The second question is, what will be the rationale behind acquiring Baoding? And what does the...
Acquiring what?
Baoding, the Chinese company, transformer.
BTW, you mean?
Sorry?
BTW.
Yes, yes, yes. So what will that bring to the table?
Yes. So I think that is still not materialized because as I said to the earlier question, by end of May, we'll get to know whether that is happening or not happening because there are some regulatory issues, et cetera, getting decided. So by chance, if it is coming, so we will have very quickly almost 12,000 to 15,000 MVA capacity added and we can restart the manufacturing. So that adds to overcapacity immediately. So that would be the advantage, and then it can always be scaled up.
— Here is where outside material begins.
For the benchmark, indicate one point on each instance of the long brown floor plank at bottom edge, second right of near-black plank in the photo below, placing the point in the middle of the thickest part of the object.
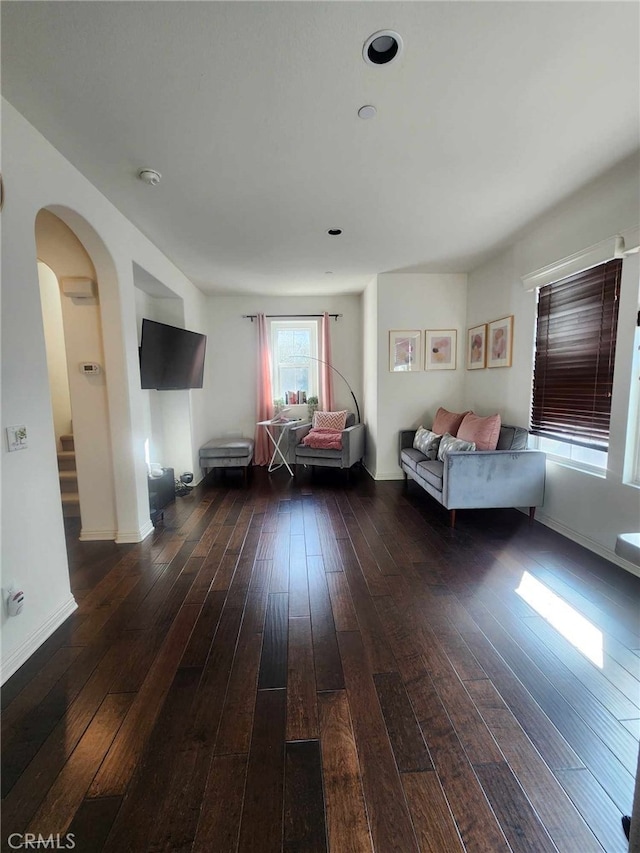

The next question is from the line of Bhoomika Nair from DAM Capital.
Just wanted one clarification on this Mini and the Max CG Semicon plant. Can you split it in terms of what is the kind of capacity or CapEx or some color on what do you mean by Mini and when it's getting commissioned in the next year, what percentage of CapEx will be done or capacity, et cetera, to just get some understanding?
Yes, Bhoomika, I think that's a little longer answer. So you'll have to meet us separately to go through it. So yes, because it's not a straightforward simple question to both questions.
Sure, sure.
The only thing I would say is the good news is because this is the time of Board meeting. So we had the Board meeting for Axiro. We had Board meeting for CG Semi, the CEO of the business made the presentation. Both the projects are on track, which is a good news.
Understood. And just lastly, in terms of given that most of our capacities are now coming on stream or largely commissioned, what is the kind of CapEx that we'll see on our core business of Power Systems and IS?
Can you rephrase your question in Power Systems specific to what?
No, I was just asking what will be our annual CapEx for FY '26 on our core CG business?
So that -- it remains in the same range, Bhoomika, around INR 300 crores plus.
Sorry to interrupt you, Bhoomika ma'am. But I would request you to rejoin the question queue. The next question is from the line of Alok Ranjan from Millennium Partners.
Sir, just one clarification on this Renesas radio frequency component business, which we have acquired. The annual revenue, you mentioned in one of the recent investor presentation is that $56 million in CY '23. What is the revenue number for this business in CY '24? And what kind of run rate we can expect from this business in FY '26 for our company? And what could be the margin for this business?
Susheel here. I think for this year, we expect a similar kind of a revenue. And margins, we are really not talking too much as of this point of time because this is just a transitioning phase. So the complete AOP and everything to be presented by the CEO who is running this business by next Board meeting.
And this will be clubbed with the semiconductor segment, sir, in terms of the revenue and the EBIT margins?
Yes.
Design part?
Yes.
Okay, got it.
As there are no further questions from the participants, I now hand the conference over to Ms. Renu Baid Pugalia from IIFL Capital for closing comments.
On behalf of IIFL, I would like to thank the management for giving us the opportunity to host this call. Sir, any closing comments from your side?
No. Thank you. Thank you so much for coming over and listening to us patiently and always a pleasure to answer the questions. Talk to you very soon. Thank you.
Thank you.
On behalf of CG Power and Industrial Solutions, that concludes this conference. Thank you for joining us, and you may now disconnect your lines.